Ses charges mensuelles sont les suivantes : montant de base OP (1'350 fr.), loyer (70% de 1'800 fr. = 1'260 fr.), assurance-maladie obligatoire et complémentaire (453 fr. 05) et transports publics (70 fr.), soit un total de 3'133 fr. Aucune charge d'impôt n'est alléguée.

f.b. A______ travaille à plein temps en tant que ______ chez H______ et perçoit quelque 8'600 fr. nets par mois versés treize fois l'an, soit un salaire mensuel moyen de 9'300 fr. arrondis sur douze mois. Il travaille du lundi au vendredi de 9h00 à 14h00 et de 18h00 à 21h30.

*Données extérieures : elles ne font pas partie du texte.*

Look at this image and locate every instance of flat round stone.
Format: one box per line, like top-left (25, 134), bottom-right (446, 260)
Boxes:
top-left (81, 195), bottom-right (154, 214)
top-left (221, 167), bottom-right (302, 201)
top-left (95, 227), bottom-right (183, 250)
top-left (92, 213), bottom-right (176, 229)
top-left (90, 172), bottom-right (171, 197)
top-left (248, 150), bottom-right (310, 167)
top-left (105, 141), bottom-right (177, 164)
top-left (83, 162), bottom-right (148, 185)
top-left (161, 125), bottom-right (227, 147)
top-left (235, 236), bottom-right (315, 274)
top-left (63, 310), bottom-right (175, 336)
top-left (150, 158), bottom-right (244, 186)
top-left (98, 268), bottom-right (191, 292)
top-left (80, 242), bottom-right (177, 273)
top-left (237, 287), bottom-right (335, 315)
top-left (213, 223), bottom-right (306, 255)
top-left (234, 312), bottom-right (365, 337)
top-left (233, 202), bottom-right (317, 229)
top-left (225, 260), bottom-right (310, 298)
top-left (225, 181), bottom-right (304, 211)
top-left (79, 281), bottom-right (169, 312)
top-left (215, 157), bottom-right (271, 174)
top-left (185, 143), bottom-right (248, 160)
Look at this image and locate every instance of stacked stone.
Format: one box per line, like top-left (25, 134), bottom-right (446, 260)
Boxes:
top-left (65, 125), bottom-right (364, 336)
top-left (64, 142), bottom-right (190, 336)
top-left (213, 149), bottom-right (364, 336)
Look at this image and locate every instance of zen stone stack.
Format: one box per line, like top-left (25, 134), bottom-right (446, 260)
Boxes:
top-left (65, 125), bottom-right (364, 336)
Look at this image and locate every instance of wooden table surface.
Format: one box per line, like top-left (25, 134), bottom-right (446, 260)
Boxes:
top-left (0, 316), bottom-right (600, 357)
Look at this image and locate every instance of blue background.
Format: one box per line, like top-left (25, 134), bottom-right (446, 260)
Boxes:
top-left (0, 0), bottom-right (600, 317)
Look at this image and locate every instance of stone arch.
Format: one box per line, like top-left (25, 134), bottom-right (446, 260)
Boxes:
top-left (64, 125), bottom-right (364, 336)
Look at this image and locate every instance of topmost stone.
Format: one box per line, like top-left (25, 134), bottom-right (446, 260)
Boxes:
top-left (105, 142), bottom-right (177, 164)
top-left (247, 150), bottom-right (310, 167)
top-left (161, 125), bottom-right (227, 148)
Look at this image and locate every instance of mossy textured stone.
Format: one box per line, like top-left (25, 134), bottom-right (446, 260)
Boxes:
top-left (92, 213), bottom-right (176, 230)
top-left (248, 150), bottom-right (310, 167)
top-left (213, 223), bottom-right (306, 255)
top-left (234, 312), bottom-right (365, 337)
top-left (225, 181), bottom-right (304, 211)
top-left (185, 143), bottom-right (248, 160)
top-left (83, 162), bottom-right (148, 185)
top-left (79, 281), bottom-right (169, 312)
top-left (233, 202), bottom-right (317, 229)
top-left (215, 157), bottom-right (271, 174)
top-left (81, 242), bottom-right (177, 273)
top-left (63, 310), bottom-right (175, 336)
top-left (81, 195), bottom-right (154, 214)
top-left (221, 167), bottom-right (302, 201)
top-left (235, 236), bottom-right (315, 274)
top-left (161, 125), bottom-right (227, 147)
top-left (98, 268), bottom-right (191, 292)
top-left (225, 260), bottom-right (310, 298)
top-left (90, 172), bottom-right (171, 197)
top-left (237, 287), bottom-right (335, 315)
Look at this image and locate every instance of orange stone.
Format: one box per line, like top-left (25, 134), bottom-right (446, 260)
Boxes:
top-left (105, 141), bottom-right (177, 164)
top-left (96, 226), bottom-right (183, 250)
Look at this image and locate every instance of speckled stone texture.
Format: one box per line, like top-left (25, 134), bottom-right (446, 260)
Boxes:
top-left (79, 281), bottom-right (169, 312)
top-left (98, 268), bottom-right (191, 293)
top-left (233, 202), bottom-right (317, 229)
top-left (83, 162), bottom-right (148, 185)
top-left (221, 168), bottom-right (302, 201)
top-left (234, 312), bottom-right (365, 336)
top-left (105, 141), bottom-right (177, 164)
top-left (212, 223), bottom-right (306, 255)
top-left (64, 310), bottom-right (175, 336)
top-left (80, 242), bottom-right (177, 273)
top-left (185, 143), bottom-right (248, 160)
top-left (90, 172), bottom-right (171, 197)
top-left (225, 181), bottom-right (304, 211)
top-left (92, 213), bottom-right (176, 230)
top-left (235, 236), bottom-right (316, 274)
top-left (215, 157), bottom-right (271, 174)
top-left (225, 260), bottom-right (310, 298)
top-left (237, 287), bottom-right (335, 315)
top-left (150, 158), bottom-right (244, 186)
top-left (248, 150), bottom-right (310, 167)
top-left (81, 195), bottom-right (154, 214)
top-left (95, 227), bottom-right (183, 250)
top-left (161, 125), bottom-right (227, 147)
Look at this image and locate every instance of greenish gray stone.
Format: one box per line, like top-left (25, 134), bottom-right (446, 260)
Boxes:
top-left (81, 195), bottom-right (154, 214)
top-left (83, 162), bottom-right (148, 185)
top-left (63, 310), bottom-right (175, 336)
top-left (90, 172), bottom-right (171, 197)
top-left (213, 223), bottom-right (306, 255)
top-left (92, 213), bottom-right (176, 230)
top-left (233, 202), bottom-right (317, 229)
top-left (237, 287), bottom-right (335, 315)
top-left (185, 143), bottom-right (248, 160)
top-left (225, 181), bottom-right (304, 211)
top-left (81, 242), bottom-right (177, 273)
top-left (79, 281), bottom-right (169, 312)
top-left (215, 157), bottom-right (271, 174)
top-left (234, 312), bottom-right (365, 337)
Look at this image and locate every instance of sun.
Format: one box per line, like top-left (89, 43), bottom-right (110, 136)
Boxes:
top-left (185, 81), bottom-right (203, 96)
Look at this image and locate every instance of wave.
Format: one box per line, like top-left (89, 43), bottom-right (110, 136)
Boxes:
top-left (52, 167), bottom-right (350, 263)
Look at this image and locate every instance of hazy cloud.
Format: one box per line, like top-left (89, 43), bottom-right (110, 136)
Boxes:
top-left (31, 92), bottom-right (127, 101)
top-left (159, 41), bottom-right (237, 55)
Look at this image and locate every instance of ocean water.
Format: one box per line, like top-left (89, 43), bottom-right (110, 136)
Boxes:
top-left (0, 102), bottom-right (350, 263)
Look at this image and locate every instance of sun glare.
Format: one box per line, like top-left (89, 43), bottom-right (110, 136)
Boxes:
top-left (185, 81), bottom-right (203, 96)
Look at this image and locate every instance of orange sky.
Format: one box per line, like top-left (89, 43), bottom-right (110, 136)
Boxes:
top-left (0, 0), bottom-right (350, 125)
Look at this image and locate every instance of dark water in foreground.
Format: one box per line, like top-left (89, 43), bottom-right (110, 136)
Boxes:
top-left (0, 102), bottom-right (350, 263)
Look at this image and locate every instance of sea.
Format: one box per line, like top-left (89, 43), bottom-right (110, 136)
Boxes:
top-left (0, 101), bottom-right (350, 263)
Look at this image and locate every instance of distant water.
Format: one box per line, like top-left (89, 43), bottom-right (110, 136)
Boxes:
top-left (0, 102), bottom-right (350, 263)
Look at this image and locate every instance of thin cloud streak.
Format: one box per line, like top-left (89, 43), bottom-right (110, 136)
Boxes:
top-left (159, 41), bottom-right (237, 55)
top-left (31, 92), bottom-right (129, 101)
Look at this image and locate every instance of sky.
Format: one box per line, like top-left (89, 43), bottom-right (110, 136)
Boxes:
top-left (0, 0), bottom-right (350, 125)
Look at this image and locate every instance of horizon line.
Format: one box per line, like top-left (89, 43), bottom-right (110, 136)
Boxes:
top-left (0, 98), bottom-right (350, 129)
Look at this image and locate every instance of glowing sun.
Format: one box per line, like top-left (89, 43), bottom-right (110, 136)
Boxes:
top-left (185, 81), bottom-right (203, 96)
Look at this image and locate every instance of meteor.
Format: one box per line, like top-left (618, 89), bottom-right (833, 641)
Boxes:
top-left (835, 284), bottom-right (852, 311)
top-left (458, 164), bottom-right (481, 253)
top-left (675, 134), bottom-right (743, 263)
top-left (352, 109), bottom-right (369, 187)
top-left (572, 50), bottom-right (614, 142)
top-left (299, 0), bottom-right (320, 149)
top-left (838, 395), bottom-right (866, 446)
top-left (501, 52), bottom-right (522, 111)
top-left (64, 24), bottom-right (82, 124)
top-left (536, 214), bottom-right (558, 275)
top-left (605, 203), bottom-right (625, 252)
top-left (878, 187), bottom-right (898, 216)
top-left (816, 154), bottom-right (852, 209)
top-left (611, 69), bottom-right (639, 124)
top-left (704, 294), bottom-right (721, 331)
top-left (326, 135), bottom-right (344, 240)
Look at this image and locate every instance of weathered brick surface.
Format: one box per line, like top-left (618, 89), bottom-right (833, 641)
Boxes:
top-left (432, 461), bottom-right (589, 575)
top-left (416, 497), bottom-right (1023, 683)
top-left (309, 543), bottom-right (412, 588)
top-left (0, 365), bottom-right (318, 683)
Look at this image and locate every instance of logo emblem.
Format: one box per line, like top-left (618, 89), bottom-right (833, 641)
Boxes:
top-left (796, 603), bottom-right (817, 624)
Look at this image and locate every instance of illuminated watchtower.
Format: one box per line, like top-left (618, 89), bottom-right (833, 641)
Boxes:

Ses charges mensuelles sont les suivantes : montant de base OP (1'200 fr.), loyer, y compris place de parc, compte tenu de la nécessité pour l'intéressé d'utiliser un véhicule privé pour son travail (2'450 fr. + 200 fr.), assurance-maladie obligatoire et complémentaire (417 fr. 25), assurance ménage (25 fr.), leasing véhicule (500 fr. 75) et impôts (estimation de la Cour compte tenu des contributions d'entretien à verser : 900 fr. par mois), soit un total de 5'692 fr.

Il a proposé, en appel et si la garde partagée devait lui être attribuée, d'engager une jeune fille au pair pour l'aider à s'occuper des enfants le soir, lorsqu'il travaille.

f.c. Des allocations familiales en 300 fr. sont perçues pour C______.

Ses charges mensuelles sont les suivantes : montant de base OP (600 fr.), logement (15% de 1'800 fr. = 270 fr.), assurance-maladie obligatoire et complémentaire (141 fr. 35), cuisines scolaires et animation parascolaire (105 fr. + 47 fr.), club d'échecs (29 fr. 15), aïkido (55 fr.) et transports (45 fr.), soit un total de 1'292 fr. 50.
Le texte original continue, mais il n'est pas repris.